Eles então fizeram um sequenciamento do DNA do parasita, que
foi comparado ao de outros protozoários. Os pesquisadores perceberam, então,
que não se tratava de Leishmania. O novo parasita se assemelha ao Crithidia
fasciculata, que infecta apenas insetos e que é incapaz de infectar mamíferos.
No entanto, essa nova espécie de parasita foi capaz de infectar humanos e
camundongos – e de forma grave.
Leishemaniose
Segundo Almeida, os 150 pacientes isolados também estão
sendo testados para se avaliar se também foram infectados por esse novo
parasita. “Boa parte desses pacientes também pertence a esse novo grupo. Ou
seja, o problema pode ser ainda maior do que estamos imaginando”, disse.

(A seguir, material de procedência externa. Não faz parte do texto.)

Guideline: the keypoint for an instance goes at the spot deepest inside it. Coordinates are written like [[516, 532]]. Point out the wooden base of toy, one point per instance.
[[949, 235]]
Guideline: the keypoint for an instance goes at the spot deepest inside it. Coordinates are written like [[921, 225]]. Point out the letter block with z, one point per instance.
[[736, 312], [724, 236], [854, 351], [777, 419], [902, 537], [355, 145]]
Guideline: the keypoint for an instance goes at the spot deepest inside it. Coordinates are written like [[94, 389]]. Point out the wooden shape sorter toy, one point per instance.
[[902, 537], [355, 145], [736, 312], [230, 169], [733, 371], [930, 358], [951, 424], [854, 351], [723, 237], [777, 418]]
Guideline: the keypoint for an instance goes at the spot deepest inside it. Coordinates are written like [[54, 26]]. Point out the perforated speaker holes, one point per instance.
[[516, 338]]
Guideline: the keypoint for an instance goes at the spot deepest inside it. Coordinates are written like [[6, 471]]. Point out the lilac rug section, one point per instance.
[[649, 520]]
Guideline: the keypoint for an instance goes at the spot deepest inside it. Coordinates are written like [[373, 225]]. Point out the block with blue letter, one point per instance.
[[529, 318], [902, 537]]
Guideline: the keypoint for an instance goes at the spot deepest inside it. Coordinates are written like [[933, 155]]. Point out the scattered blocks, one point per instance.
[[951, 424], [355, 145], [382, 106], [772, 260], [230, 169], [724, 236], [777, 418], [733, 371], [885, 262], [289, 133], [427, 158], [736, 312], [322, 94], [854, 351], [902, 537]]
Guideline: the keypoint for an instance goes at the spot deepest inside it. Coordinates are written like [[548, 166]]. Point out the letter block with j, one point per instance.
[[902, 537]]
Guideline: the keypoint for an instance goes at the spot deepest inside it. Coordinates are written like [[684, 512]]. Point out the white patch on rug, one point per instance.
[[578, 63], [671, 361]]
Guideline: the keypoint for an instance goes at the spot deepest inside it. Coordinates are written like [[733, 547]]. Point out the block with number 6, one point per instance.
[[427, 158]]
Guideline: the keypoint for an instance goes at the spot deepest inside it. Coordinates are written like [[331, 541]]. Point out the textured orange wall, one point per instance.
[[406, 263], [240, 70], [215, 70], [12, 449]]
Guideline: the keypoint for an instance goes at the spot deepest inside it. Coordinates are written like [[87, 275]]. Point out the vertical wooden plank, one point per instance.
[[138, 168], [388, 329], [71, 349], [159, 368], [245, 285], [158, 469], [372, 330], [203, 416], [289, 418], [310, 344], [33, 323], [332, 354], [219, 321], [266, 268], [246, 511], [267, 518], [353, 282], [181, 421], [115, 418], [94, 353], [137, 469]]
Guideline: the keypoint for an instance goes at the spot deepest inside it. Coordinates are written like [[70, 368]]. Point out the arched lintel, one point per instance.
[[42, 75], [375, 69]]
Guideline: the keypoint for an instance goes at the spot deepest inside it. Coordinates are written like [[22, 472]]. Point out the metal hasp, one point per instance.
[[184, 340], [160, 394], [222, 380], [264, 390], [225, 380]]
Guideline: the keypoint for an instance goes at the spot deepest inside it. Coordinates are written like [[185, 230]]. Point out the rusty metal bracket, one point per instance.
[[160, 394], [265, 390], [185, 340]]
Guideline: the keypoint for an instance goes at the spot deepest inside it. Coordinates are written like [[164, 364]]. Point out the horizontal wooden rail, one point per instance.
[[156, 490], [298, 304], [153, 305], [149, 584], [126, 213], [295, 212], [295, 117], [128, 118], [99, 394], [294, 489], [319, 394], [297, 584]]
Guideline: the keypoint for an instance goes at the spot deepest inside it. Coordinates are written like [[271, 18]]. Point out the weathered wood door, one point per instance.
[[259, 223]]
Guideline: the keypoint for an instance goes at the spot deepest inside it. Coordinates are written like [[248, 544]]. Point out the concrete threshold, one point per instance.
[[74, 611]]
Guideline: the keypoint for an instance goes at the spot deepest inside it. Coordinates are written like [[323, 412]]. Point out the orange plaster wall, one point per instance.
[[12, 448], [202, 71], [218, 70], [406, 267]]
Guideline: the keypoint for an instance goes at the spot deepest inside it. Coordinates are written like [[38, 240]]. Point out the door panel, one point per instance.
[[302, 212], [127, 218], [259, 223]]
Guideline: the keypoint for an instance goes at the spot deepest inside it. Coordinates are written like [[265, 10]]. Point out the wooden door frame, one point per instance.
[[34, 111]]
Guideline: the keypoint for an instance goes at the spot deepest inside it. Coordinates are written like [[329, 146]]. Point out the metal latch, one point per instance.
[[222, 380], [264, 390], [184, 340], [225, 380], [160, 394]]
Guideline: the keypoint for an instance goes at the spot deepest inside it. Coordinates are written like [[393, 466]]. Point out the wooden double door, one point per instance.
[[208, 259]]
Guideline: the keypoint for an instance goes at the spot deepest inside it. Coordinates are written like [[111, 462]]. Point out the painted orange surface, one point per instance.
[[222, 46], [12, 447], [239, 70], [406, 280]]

Os pesquisadores esperam, em breve, conseguir descrever o
novo parasita e nomear a nova doença. “Identificamos um parasita novo, uma
doença nova, que causa uma doença grave e com resposta terapêutica não
totalmente suficiente ou eficaz. Queremos entender a extensão disso e de onde
apareceu esse parasita, se foi uma mutação. Tem uma linha grande de pesquisa
para a gente investigar. Também queremos ver, geograficamente, para onde está
se expandindo o parasita”, disse
Almeida.
Segundo a Organização Mundial da Saúde (OMS), entre 50 mil e
90 mil pessoas adoecem todos os anos com leishmaniose visceral. Dos casos
registrados na América Latina, 90% ocorrem no Brasil. Também conhecida como
calazar, ela é transmitida ao homem pela picada de fêmeas do inseto infectado,
conhecido popularmente como mosquito palha ou birigui. A transmissão aos insetos
ocorre quando fêmeas do mosquito picam cães ou outros animais infectados e
depois picam o homem, transmitindo o protozoário Leishmania chagasi, causador
da leishmaniose visceral.
Segundo o Ministério da Saúde, esses insetos são pequenos e
têm como características a coloração amarelada ou de cor palha e, em posição de
repouso, suas asas permanecem eretas e semiabertas. Eles se desenvolvem em
locais úmidos, sombreados e ricos em matéria orgânica (folhas, frutos, fezes de
animais e outros entulhos que favoreçam a umidade do solo). No ambiente urbano,
o cão é a principal fonte de infecção para o vetor, podendo desenvolver os
sintomas da doença, que são: emagrecimento, queda de pelos, crescimento e
deformação das unhas, paralisia de membros posteriores e desnutrição, entre
outros.
Nos humanos, os sintomas da doença são febre de longa
duração, aumento do fígado e do baço, perda de peso, fraqueza, redução da força
muscular e anemia. Se não tratada, pode ser fatal.
Em 2017, segundo o Ministério da Saúde, 4.103 casos de
leishamiose visceral foram notificados no Brasil, sendo que 1.824 deles
registrados na Região Nordeste. Em média, cerca de 3,5 mil casos são
registrados anualmente. Nos últimos anos, a letalidade vem aumentando
gradativamente. Em 2017, 327 pessoas morreram no Brasil por causa dessa doença.